Instruction finetuning takes things up a notch. Imagine giving precise instructions to our model: "Analyze the sentiment of this text and tell us if it's positive.” It's like coaching the model to paint exactly what you envision. With instruction finetuning, we provide explicit guidance, shaping the model's behavior to match our intentions.
Instruction tuning offers several advantages. It trains models on a collection of tasks described via instructions, granting LLMs the capacity to generalize to new tasks prompted by additional instructions. This sidesteps the need for vast amounts of task-specific data and instead uses textual instructions to guide learning.
While traditional finetuning acquaints models with task-specific data, instruction finetuning adds an extra layer by incorporating explicit instructions to guide model behavior. This approach empowers developers to shape desired outputs, encourage specific behaviors, and steer model responses.
Finetuning Techniques
There are several finetuning methods. We’ll learn more about them later in the course.

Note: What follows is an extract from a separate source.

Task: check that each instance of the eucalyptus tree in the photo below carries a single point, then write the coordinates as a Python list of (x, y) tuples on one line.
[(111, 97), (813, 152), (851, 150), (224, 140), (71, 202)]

There are multiple methods in fine-tuning with a focus on the number of parameters, such as:
- Full Finetuning: This method is based on adjusting all the parameters in the pretrained LLM models in order to adapt to a specific task. However, this method is relatively resource-intensive, requiring extensive computational power.
- Low-Rank Adaptation (LoRA): LoRA aims to adapt LLMs to specific tasks and datasets while simultaneously reducing computational resources and costs. By applying low-rank approximations to the downstream layers of LLMs, LoRA significantly reduces the number of parameters to be trained, thereby lowering the GPU memory requirements and training costs.
Multiple methods are focusing on the learning algorithm used for finetuning, such as:
- Supervised Finetuning (SFT): SFT involves doing standard supervised finetuning with a pretrained LLM on a small amount of demonstration data.
- Reinforcement Learning from Human Feedback (RLHF): RLHF is a training methodology where models are trained to follow human feedback over multiple iterations.
Later in this course, we’ll see how to finetune a model using SFT and RLHF, both using LoRA.
Conclusion
In this lesson, we covered the pretraining and finetuning of LLMs. Pretraining equips LLMs with a profound grasp of language by immersing them in vast text corpora.
Finetuning then bridges the gap between general understanding and specialized knowledge, allowing LLMs to perform well in specialized domains. Instruction finetuning makes LLMs become versatile assistants, enabling precise control over their behavior through explicit guidance.
From full finetuning to the resource-efficient Low-Rank Adaptation (LoRA) and from Supervised Finetuning (SFT) to Reinforcement Learning from Human Feedback (RLHF), we also learned about the most popular finetuning techniques.
In the next module, we’ll do some hands-on exercises up to launch a pretraining of an LLM on the cloud.